Member of the Texas House of Representatives from the 113th district
- Incumbent
- Assumed office January 8, 2019
- Preceded by: Cindy Burkett

Personal details
- Born: July 22, 1967 (age 59) Houston, Texas, U.S.
- Party: Democratic
- Education: Texas Southern University (BA)

= Rhetta Bowers =

American politician (born 1967)

Rhetta Andrews Bowers (born July 22, 1967) is an American politician and educator, currently serving as a member of the Texas House of Representatives from the 113th district.
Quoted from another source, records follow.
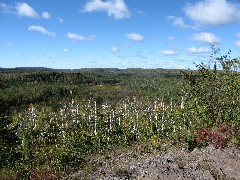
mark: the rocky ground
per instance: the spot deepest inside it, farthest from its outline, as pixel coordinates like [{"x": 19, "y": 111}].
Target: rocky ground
[{"x": 205, "y": 163}]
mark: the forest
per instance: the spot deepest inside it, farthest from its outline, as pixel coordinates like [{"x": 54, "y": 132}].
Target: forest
[{"x": 52, "y": 120}]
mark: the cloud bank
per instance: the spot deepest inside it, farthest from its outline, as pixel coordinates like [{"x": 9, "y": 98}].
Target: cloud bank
[{"x": 115, "y": 8}]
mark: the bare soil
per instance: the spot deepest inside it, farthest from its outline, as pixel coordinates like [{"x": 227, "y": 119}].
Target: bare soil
[{"x": 205, "y": 163}]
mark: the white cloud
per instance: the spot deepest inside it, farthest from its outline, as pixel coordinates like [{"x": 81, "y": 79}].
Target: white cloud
[
  {"x": 6, "y": 9},
  {"x": 194, "y": 50},
  {"x": 213, "y": 12},
  {"x": 115, "y": 8},
  {"x": 46, "y": 15},
  {"x": 238, "y": 34},
  {"x": 169, "y": 52},
  {"x": 178, "y": 22},
  {"x": 78, "y": 37},
  {"x": 237, "y": 43},
  {"x": 23, "y": 9},
  {"x": 8, "y": 43},
  {"x": 61, "y": 20},
  {"x": 42, "y": 30},
  {"x": 206, "y": 37},
  {"x": 135, "y": 37},
  {"x": 65, "y": 50},
  {"x": 171, "y": 38},
  {"x": 114, "y": 49}
]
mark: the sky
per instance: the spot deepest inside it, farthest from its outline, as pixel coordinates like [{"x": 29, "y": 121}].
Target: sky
[{"x": 74, "y": 34}]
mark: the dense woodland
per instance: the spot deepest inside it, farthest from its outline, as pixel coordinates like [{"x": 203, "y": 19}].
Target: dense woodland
[{"x": 52, "y": 119}]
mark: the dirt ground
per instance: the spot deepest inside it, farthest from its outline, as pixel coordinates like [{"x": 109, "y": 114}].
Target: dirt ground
[{"x": 205, "y": 163}]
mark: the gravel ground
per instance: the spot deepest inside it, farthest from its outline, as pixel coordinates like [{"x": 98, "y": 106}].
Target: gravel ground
[{"x": 206, "y": 163}]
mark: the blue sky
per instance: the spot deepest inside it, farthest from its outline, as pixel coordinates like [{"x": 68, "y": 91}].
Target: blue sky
[{"x": 116, "y": 33}]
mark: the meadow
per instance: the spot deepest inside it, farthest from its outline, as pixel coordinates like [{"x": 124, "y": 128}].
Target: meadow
[{"x": 51, "y": 120}]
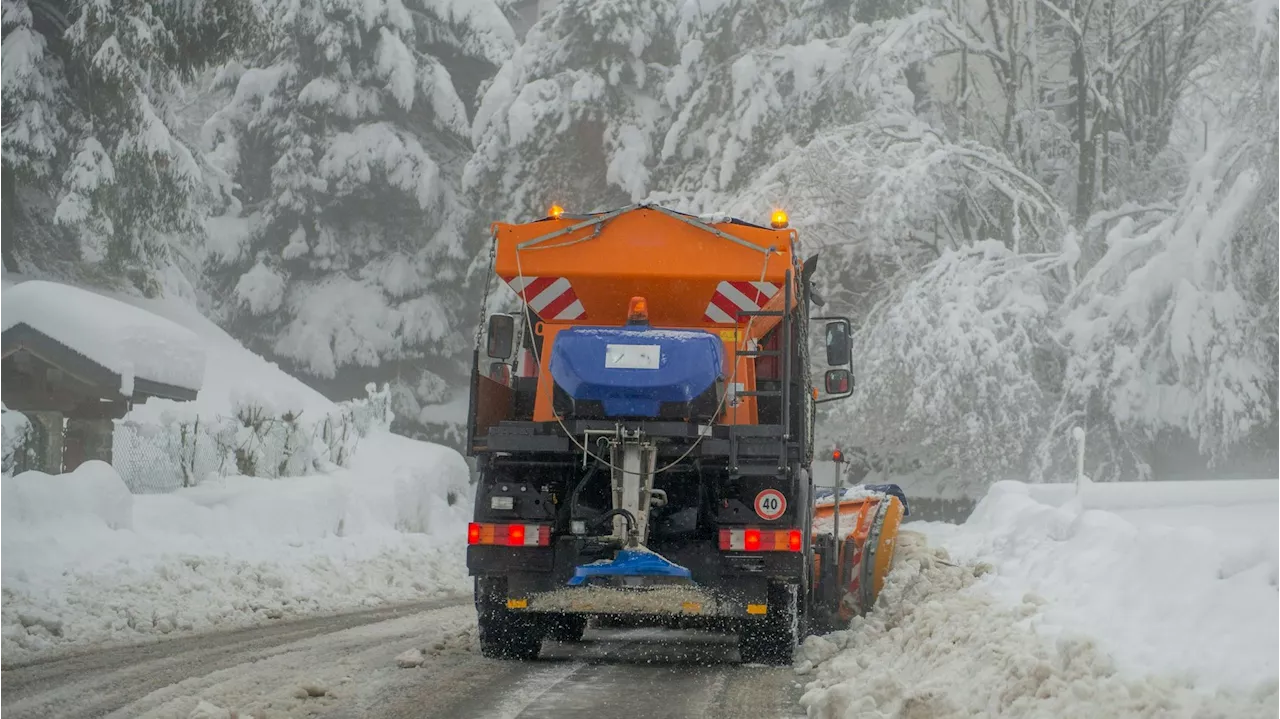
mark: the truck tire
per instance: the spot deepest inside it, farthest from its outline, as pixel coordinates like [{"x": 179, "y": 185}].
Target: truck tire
[
  {"x": 772, "y": 639},
  {"x": 566, "y": 627},
  {"x": 504, "y": 633}
]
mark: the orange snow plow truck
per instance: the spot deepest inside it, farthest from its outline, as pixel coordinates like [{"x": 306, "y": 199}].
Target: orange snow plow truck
[{"x": 643, "y": 431}]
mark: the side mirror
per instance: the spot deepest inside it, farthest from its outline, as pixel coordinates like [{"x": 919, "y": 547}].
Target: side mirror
[
  {"x": 839, "y": 346},
  {"x": 502, "y": 331},
  {"x": 839, "y": 381}
]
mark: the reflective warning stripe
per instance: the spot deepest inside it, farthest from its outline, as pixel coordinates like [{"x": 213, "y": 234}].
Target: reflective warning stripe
[
  {"x": 734, "y": 297},
  {"x": 553, "y": 298}
]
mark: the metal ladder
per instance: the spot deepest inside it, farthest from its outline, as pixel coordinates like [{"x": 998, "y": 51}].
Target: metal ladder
[{"x": 785, "y": 392}]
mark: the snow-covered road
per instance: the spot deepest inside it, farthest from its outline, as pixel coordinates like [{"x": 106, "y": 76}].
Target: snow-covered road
[{"x": 346, "y": 667}]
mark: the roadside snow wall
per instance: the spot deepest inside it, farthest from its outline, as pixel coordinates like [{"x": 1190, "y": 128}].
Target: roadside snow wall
[
  {"x": 938, "y": 646},
  {"x": 85, "y": 562}
]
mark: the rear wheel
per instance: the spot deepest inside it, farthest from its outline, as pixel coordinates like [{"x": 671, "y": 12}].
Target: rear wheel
[
  {"x": 772, "y": 639},
  {"x": 504, "y": 633}
]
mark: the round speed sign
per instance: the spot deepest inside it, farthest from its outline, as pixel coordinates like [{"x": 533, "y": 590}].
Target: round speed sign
[{"x": 771, "y": 504}]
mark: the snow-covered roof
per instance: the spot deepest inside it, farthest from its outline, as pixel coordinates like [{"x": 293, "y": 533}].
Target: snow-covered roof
[{"x": 126, "y": 340}]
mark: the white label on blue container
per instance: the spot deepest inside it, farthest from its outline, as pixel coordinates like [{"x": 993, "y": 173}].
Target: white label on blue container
[{"x": 632, "y": 356}]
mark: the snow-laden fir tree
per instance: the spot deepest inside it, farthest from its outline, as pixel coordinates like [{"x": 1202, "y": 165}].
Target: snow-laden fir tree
[
  {"x": 90, "y": 166},
  {"x": 576, "y": 115},
  {"x": 1169, "y": 331},
  {"x": 343, "y": 136}
]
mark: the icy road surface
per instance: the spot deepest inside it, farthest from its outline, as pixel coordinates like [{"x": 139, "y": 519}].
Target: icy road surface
[{"x": 346, "y": 667}]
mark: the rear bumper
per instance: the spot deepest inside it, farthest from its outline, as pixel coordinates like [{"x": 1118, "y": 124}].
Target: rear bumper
[{"x": 725, "y": 584}]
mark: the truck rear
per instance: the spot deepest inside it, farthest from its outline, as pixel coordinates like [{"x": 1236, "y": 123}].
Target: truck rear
[{"x": 643, "y": 433}]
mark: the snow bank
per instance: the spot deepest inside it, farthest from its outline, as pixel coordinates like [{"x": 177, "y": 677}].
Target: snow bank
[
  {"x": 938, "y": 646},
  {"x": 127, "y": 340},
  {"x": 229, "y": 553},
  {"x": 1180, "y": 587}
]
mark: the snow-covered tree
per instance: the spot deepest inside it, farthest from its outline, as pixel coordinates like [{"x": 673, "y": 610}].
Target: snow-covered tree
[
  {"x": 85, "y": 124},
  {"x": 343, "y": 136},
  {"x": 576, "y": 115},
  {"x": 1161, "y": 333}
]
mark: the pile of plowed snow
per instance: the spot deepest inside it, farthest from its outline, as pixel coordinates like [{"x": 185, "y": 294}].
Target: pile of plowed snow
[
  {"x": 938, "y": 645},
  {"x": 83, "y": 562}
]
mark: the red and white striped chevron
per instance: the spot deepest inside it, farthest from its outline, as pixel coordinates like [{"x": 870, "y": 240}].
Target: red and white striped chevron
[
  {"x": 553, "y": 298},
  {"x": 734, "y": 297}
]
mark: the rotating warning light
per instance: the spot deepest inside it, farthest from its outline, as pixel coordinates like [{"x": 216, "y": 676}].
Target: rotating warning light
[{"x": 638, "y": 314}]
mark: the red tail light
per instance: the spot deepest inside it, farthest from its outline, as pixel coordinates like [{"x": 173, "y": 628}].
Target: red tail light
[{"x": 760, "y": 540}]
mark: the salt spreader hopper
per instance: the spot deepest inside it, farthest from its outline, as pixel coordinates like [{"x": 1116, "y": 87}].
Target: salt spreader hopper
[{"x": 643, "y": 426}]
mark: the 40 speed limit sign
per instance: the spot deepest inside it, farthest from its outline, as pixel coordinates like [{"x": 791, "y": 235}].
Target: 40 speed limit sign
[{"x": 769, "y": 504}]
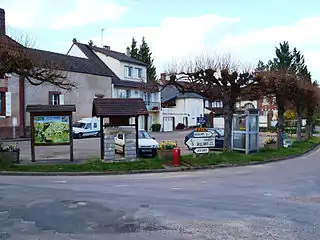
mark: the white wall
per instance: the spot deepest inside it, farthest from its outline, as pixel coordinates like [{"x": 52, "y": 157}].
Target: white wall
[
  {"x": 134, "y": 78},
  {"x": 112, "y": 63},
  {"x": 188, "y": 107},
  {"x": 76, "y": 52}
]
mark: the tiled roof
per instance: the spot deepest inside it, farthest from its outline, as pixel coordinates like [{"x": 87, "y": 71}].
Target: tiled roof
[
  {"x": 113, "y": 107},
  {"x": 88, "y": 51},
  {"x": 171, "y": 92},
  {"x": 68, "y": 63},
  {"x": 51, "y": 108},
  {"x": 118, "y": 55}
]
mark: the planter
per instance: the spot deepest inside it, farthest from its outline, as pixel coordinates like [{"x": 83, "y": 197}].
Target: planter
[
  {"x": 165, "y": 153},
  {"x": 271, "y": 146},
  {"x": 9, "y": 158}
]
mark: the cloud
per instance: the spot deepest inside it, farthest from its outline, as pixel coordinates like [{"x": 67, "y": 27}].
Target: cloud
[
  {"x": 173, "y": 38},
  {"x": 260, "y": 44},
  {"x": 88, "y": 11},
  {"x": 22, "y": 14}
]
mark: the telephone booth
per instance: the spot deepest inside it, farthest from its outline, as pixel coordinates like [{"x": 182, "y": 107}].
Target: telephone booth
[{"x": 245, "y": 131}]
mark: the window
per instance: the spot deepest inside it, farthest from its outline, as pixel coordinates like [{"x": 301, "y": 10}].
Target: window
[
  {"x": 128, "y": 93},
  {"x": 147, "y": 98},
  {"x": 128, "y": 71},
  {"x": 56, "y": 98},
  {"x": 248, "y": 106},
  {"x": 139, "y": 72},
  {"x": 2, "y": 103}
]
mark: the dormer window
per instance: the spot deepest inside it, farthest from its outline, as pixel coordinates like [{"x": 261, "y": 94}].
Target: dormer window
[
  {"x": 139, "y": 72},
  {"x": 128, "y": 71}
]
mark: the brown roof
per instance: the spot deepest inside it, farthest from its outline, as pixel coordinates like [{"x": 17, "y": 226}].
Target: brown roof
[
  {"x": 216, "y": 110},
  {"x": 51, "y": 108},
  {"x": 114, "y": 107}
]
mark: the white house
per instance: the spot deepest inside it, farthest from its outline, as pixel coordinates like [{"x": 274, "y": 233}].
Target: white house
[
  {"x": 180, "y": 108},
  {"x": 129, "y": 77}
]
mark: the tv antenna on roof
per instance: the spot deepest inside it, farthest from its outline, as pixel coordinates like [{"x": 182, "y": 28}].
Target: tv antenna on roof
[{"x": 102, "y": 30}]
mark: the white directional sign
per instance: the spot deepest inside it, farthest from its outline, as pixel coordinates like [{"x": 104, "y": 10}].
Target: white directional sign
[
  {"x": 201, "y": 150},
  {"x": 202, "y": 134},
  {"x": 201, "y": 142}
]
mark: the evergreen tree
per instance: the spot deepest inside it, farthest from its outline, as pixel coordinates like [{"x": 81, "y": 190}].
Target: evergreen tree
[
  {"x": 134, "y": 49},
  {"x": 144, "y": 55}
]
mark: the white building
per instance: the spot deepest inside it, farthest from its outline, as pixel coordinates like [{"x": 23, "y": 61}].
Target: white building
[
  {"x": 129, "y": 80},
  {"x": 180, "y": 108}
]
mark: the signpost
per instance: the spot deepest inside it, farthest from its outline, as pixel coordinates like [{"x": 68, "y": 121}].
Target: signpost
[
  {"x": 201, "y": 150},
  {"x": 201, "y": 141}
]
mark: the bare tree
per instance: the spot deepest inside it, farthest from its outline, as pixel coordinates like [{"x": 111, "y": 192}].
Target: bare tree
[
  {"x": 217, "y": 77},
  {"x": 18, "y": 58}
]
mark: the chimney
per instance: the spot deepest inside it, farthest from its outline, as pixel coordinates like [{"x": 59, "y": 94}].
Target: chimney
[
  {"x": 106, "y": 47},
  {"x": 128, "y": 51},
  {"x": 2, "y": 22},
  {"x": 163, "y": 77}
]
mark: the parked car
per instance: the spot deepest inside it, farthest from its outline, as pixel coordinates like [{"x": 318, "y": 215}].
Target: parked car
[
  {"x": 219, "y": 136},
  {"x": 86, "y": 127},
  {"x": 147, "y": 144}
]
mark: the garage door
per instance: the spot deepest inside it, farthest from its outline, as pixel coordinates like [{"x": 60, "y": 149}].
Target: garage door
[{"x": 167, "y": 124}]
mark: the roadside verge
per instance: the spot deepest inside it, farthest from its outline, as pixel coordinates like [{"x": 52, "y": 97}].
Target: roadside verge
[{"x": 210, "y": 161}]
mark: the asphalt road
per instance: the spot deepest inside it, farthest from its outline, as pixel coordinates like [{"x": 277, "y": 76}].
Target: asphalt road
[{"x": 273, "y": 201}]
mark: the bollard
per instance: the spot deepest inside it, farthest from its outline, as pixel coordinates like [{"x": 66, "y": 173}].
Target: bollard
[{"x": 176, "y": 157}]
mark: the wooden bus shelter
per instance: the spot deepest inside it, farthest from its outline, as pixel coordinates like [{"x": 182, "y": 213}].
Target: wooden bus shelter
[
  {"x": 51, "y": 125},
  {"x": 119, "y": 111}
]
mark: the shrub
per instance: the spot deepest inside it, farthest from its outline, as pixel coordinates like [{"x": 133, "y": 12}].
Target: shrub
[
  {"x": 156, "y": 127},
  {"x": 180, "y": 126}
]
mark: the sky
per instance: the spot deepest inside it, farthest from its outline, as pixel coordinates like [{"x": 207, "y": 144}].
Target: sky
[{"x": 175, "y": 30}]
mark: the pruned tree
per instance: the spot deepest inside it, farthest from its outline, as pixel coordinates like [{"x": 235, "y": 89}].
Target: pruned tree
[
  {"x": 15, "y": 58},
  {"x": 285, "y": 77},
  {"x": 214, "y": 78}
]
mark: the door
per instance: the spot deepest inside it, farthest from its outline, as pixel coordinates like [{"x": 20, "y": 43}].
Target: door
[{"x": 167, "y": 124}]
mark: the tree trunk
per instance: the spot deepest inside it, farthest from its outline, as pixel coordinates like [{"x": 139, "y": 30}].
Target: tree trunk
[
  {"x": 280, "y": 126},
  {"x": 228, "y": 115},
  {"x": 299, "y": 122},
  {"x": 309, "y": 125}
]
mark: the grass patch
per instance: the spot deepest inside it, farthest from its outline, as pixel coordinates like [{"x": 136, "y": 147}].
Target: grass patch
[
  {"x": 263, "y": 154},
  {"x": 90, "y": 166},
  {"x": 157, "y": 163}
]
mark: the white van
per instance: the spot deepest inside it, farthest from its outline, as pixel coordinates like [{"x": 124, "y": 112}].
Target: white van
[
  {"x": 147, "y": 144},
  {"x": 86, "y": 127}
]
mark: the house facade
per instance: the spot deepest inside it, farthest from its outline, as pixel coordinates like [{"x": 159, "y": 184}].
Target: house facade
[
  {"x": 129, "y": 78},
  {"x": 16, "y": 92},
  {"x": 180, "y": 108}
]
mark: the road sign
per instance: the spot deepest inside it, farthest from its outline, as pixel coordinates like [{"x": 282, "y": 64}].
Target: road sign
[
  {"x": 201, "y": 120},
  {"x": 201, "y": 129},
  {"x": 201, "y": 142},
  {"x": 201, "y": 150},
  {"x": 202, "y": 134}
]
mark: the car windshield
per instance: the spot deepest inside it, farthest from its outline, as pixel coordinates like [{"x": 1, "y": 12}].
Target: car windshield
[
  {"x": 79, "y": 125},
  {"x": 144, "y": 135}
]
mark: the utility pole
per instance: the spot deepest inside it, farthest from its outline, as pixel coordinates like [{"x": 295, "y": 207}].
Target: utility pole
[{"x": 102, "y": 30}]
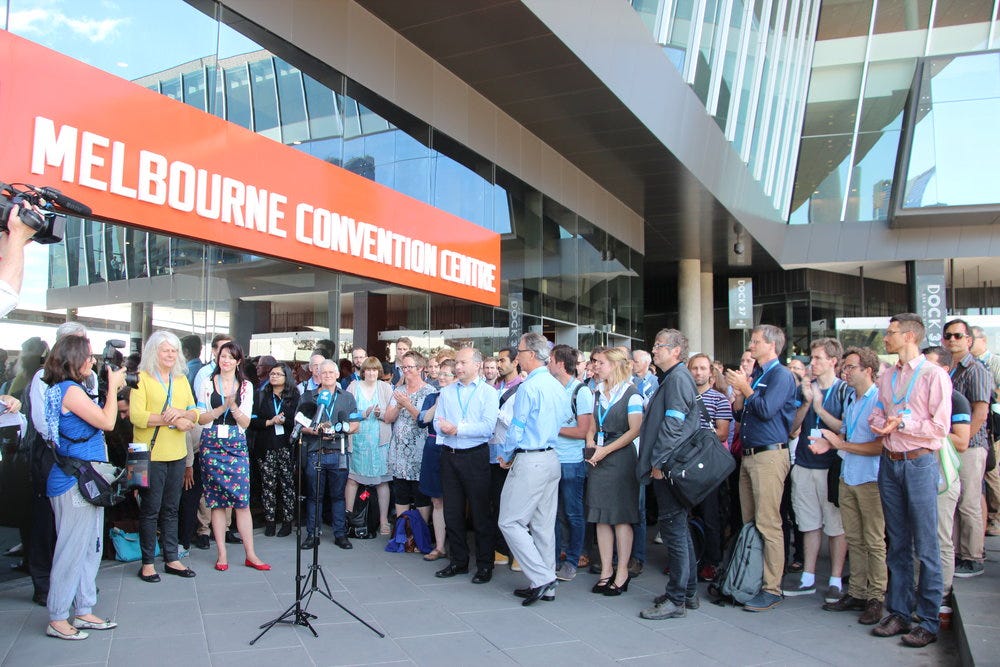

== Early life and education ==
Bowers was born and raised in Houston. She earned a Bachelor of Arts degree in Telecommunications, with an emphasis in Broadcast Journalism, from Texas Southern University. In middle school, Bowers volunteered with Congressman Mickey Leland's campaign.

== Career ==
Bowers has worked as a substitute teacher and served on the Rowlett Parks and Recreation Advisory Board for eight years. Bowers also served as the Chair of the Dallas Woman’s March. She is an active member of the St. Paul United Methodist Church. Bowers took office on January 8, 2019, succeeding incumbent Republican Cindy Burkett, who retired from the house to run for the Texas Senate. In January 2020, Bowers endorsed Joe Biden in the 2020 Democratic Party presidential primaries.